Hydrogen is well known to embrittle high-strength steels and impair their corrosion resistance. One of the most attractive methods to mitigate hydrogen embrittlement employs nanoprecipitates, which are widely used for strengthening, to trap and diffuse hydrogen from enriching at vulnerable locations within the materials. However, the atomic origin of hydrogen-trapping remains elusive, especially in incoherent nanoprecipitates. Here, by combining in-situ scanning Kelvin probe force microscopy and aberration-corrected transmission electron microscopy, we unveil distinct scenarios of hydrogen-precipitate interaction in a high-strength low-alloyed martensitic steel. It is found that not all incoherent interfaces are trapping hydrogen; some may even exclude hydrogen. Atomic-scale structural and chemical features of the very interfaces suggest that carbon/sulfur vacancies on the precipitate surface and tensile strain fields in the nearby matrix likely determine the hydrogen-trapping characteristics of the interface. These findings provide fundamental insights that may lead to a better coupling of precipitation-strengthening strategy with hydrogen-insensitive designs.

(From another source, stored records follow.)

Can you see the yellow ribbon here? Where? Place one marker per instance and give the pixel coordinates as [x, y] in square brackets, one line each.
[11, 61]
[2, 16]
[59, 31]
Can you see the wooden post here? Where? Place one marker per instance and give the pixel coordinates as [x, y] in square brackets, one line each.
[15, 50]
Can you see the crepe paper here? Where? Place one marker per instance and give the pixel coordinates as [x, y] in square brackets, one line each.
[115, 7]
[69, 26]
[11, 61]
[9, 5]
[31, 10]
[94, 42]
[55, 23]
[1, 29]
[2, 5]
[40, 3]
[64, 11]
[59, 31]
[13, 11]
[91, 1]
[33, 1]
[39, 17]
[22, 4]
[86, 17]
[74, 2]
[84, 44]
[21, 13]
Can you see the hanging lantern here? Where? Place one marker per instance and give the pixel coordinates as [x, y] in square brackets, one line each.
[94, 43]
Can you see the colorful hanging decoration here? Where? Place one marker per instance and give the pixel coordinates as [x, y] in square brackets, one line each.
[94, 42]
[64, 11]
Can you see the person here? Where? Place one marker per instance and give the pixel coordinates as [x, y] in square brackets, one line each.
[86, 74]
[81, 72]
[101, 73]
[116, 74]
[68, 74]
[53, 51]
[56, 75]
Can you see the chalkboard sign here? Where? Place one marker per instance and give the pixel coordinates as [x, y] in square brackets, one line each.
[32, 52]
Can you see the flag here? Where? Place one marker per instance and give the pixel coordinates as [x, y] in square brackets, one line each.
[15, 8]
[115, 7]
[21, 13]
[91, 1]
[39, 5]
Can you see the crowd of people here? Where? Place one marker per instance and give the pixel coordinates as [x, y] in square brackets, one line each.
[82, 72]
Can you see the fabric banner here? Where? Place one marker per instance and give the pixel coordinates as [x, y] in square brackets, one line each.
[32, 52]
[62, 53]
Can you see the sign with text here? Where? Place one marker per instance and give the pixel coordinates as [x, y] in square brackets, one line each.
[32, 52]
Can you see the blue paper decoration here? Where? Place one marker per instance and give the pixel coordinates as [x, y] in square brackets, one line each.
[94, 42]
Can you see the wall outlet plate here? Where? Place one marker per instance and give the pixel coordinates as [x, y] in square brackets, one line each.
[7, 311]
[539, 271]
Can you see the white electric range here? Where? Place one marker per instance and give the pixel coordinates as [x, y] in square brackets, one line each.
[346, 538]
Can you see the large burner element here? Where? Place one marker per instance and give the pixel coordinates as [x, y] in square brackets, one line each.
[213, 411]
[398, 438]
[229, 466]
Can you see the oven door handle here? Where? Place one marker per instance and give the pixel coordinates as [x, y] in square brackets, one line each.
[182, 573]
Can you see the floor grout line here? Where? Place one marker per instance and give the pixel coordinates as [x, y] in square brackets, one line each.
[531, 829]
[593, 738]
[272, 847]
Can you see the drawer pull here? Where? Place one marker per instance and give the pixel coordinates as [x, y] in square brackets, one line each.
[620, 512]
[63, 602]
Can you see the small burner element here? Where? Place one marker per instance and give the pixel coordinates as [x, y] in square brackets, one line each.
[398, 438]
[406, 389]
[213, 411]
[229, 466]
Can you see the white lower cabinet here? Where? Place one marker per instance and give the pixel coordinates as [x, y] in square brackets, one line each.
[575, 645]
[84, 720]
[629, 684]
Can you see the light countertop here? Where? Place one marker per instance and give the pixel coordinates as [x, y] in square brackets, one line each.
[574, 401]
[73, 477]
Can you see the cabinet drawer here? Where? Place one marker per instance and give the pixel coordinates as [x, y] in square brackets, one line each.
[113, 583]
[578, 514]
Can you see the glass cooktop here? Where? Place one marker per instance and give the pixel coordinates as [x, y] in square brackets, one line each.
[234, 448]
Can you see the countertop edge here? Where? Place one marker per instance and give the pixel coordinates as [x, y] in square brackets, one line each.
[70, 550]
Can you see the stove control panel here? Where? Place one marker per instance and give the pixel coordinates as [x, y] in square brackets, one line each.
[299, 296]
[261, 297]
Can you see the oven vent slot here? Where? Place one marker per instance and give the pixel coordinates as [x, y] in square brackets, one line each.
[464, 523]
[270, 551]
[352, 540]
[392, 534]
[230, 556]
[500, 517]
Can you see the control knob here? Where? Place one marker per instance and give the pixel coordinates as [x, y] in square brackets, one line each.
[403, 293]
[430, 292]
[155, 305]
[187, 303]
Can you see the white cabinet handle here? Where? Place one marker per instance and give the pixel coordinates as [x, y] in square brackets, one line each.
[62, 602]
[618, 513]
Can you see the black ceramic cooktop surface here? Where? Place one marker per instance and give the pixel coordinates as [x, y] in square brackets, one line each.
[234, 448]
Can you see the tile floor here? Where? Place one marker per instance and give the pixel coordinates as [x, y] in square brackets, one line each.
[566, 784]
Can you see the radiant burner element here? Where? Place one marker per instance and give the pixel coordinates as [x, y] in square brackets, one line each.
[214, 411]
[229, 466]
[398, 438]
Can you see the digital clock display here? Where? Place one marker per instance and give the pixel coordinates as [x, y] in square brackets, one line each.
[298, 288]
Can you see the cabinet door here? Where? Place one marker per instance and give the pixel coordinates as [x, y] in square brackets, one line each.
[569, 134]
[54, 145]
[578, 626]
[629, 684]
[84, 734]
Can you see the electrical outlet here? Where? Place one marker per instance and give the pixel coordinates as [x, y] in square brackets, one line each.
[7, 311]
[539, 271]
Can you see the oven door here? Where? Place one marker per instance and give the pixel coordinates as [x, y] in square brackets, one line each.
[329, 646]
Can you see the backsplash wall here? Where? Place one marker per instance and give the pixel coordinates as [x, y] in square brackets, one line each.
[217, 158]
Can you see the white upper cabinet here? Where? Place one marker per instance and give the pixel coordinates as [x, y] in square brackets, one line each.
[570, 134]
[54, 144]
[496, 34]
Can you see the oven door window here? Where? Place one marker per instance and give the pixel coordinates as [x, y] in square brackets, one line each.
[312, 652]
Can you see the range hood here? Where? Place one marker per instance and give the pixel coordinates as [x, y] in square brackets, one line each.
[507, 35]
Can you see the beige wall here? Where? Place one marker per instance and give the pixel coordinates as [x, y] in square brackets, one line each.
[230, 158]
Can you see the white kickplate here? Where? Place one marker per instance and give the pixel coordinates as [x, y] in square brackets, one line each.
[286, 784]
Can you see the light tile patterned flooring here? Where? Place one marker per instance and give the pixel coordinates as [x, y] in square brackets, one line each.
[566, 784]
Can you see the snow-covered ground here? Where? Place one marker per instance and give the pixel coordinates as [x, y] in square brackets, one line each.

众所周知，氢会使高强度钢变脆并削弱其耐腐蚀性。减轻氢脆的最有吸引力的方法之一是使用广泛用于强化的纳米沉淀物，以捕获和扩散氢在材料内的脆弱位置富集。然而，氢捕获的原子起源仍然难以捉摸，尤其是在不相干的纳米沉淀物中。在这里，通过结合原位扫描开尔文探针力显微镜和像差校正透射电子显微镜，我们揭示了高强度低合金马氏体钢中氢-沉淀物相互作用的不同场景。发现并非所有非相干界面都捕获氢；有些甚至可能排除氢。界面的原子级结构和化学特征表明，沉淀物表面的碳/硫空位和附近基质中的拉伸应变场可能决定了界面的氢捕获特性。这些发现提供了基本的见解，可能会导致沉淀强化策略与氢不敏感设计更好地结合。